A trio of new mystery, suspense novels
Our Fathers' Lies, by Andrew Taylor. New York: Dodd, Mead & Co. 234 pp. $15.95. Taylor's first novel, ``Caroline Minuscule,'' won the John Creasey Memorial Award for the best first novel by a British writer in 1982 and introduced William Dougal, Taylor's attractive, amoral, and somewhat mysterious young hero. In ``Our Fathers' Lies,'' Taylor's third novel, Dougal joins his father, a retired British intelligence agent, and his former girlfriend, Celia, in investigating the mysterious circumstances surrounding the presumed suicide of Celia's father, a historian. Celia and the Dougals
find their own lives in danger when they uncover an old murder and a World War I court-martial in this well-written mystery novel. The Deer Leap, by Martha Grimes. Boston: Little, Brown & Co. 236 pp. $15.95.

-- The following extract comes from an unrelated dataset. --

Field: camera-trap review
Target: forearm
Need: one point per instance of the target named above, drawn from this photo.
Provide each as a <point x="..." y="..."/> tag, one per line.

Grimes brings her usual sensitive touch to her seventh mystery novel. Superintendent Richard Jury of Scotland Yard and his friend, Melrose Plant, the former Earl of Caverness, are summoned to a small English village by their old friend, mystery writer Polly Praed. Two dogs, one cat, and two women have died accidentally. Or were they murdered? In the course of the investigation, Jury meets the cast of village eccentrics -- an amnesiac 25-year-old rescuer of stray pets and her nine-year-old accomplice; a dotty baroness; a handsome veterinarian; a cranky constable -- and has a romance with a pretty young woman. The Secret Generations, by John Gardner. New York: G. P. Putnam's Sons. 383 pp. $17.95.
Gardner, who revived the James Bond series of novels, combines espionage fiction with a family saga and does justice to both in ``The Secret Generations.'' This absorbing novel recounts the history of the British Secret Service from 1909 through 1918 (with an epilogue set in 1935) through the lives of the members of a fictional family, the aristocratic Railtons. Manipulative Giles Railton recruits members of his family for a British spy network that stretches from Ireland to Germany and into Russia. The
events of World War I provide the impetus for establishing the Secret Service and dramatically affect the lives of every member of the family.